After Columbia won an intense bidding war for the film rights to the hit stage musical Annie (based on the long-running comic Little Orphan Annie), Paramount and Disney teamed up to stick it to their rival with their own musical adaptation of a comic strip. For some reason they sought out Robert Altman, known for pulling naturalistic performances from his actors, to helm this live-action cartoon. Much wiser hiring choices were made in the casting, which enlisted Robin Williams as the super-strong sailor, a role that was supposed to elevate him from television to movie stardom.
The movie follows Popeye as he’s washed ashore in the rustic fishing village of Sweet Haven. He books a room at the boarding house owned by the Oyl family, whose daughter Olive (Shelley Duvall) is engaged to the local enforcer, Bluto (Paul Smith).
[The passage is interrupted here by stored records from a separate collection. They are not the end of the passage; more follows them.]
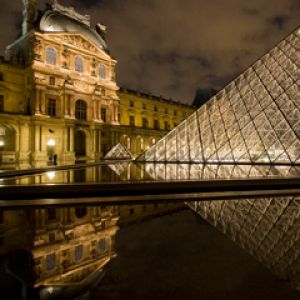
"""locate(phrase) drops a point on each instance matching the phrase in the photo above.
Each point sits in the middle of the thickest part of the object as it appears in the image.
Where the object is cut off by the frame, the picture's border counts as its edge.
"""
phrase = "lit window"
(50, 262)
(51, 212)
(78, 64)
(80, 110)
(80, 212)
(167, 125)
(102, 71)
(1, 103)
(145, 123)
(51, 80)
(50, 56)
(103, 114)
(131, 121)
(78, 252)
(102, 245)
(52, 107)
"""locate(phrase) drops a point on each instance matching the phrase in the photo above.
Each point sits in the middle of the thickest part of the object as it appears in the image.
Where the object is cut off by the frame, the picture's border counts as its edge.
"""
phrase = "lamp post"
(51, 144)
(1, 149)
While Popeye searches for the father who abandoned him at birth, he and Olive stumble across their own discarded bundle of joy, whom they name Swee’Pea, and soon realize possesses psychic powers.
Popeye does a few things really, really well. The casting is pretty superb, with each character resembling their comic strip persona to a tee – it’s hard to imagine they’d have found a more convincing Popeye or Olive Oyl. The costumes help this, too; Popeye’s massive, disfigured forearms aren’t disgusting or even distracting when realized in this real-world setting. The sets are perhaps the film’s best element, with an entire fishing village built in a cove in Malta (that you can still visit today, apparently.) The sets are incredibly detailed, and perfectly askew. (To keep things from looking too perfect, the carpenters had their measuring tape and power tools taken away when they went to build the set.)
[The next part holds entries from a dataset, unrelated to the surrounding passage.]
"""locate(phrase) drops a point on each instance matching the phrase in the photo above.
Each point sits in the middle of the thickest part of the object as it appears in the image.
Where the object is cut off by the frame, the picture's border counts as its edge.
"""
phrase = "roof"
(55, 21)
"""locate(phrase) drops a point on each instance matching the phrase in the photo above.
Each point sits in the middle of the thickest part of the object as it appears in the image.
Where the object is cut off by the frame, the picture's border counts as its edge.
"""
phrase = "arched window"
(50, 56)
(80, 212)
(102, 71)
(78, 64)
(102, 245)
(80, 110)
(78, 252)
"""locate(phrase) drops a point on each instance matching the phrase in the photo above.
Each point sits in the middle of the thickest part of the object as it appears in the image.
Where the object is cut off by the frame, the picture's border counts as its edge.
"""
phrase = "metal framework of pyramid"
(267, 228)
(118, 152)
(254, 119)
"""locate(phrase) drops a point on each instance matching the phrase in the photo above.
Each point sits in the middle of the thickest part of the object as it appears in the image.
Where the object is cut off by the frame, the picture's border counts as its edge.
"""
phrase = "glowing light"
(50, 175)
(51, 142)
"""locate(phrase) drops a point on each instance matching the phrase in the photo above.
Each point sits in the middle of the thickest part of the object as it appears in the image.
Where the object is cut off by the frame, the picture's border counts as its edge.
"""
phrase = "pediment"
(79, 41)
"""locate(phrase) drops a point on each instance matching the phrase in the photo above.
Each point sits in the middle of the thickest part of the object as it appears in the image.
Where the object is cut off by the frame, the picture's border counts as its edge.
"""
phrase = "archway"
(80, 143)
Once you get past the production value and stellar casting, Popeye rapidly becomes pretty dismal. Even the biggest Altman fans will be among the first to admit the director was wrong for the project; his relaxed pacing does not work for what should be a high-pitched musical. At nearly two hours it feels at least 30 minutes too long, lingering on minor characters and meandering conversations. Worse than the pacing is the music, which feels equally lifeless. Although the songs are written by Harry Nilsson, they crawl – the opening musical number, sung by the inhabitants of the town, sounds just a few distorted guitars away from being a low-key doom metal track. The actors sing in their characters’ voices – including Popeye’s mumbling and Olive Oyl’s ear-piercing shrillness – so it’s hard to understand them. Tellingly enough, the director seems very dismissive of the songs in an interview recorded before his death, and included on this Blu-ray, making you wonder if he wanted to make a musical at all.
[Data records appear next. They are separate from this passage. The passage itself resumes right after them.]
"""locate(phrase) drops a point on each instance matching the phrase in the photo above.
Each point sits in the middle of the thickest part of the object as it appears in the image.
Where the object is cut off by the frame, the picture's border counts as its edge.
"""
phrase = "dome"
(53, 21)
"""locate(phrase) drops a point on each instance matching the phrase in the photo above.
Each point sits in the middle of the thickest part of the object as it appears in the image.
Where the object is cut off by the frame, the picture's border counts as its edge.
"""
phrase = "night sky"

Paramount’s 40th Anniversary Blu-ray looks fantastic, with the crisp picture helping viewers better appreciate what is, admittedly, some magnificent production design. The audio, too, is of good quality, although you’ll still have a hard time understanding some of the garbled lyrics without turning on subtitles. The extra features are where it’s at, though, newly assembled for this disc from a combination of existent materials (with Williams and Altman) and newly-recorded interviews. These include a few informative mini-docs on the movie’s production, which are quite interesting. (Williams recounts a story about the crew running out of money to pay the puppeteers who would control the movie’s giant squid, leaving Duvall to wrestle with the limp tentacles by herself.) You also get a fun photo gallery of ‘80s celebrities walking the red carpet at the movie’s LA premiere, and an option to skip directly to each of the song’s musical numbers, if you wish to subject yourself to such a thing.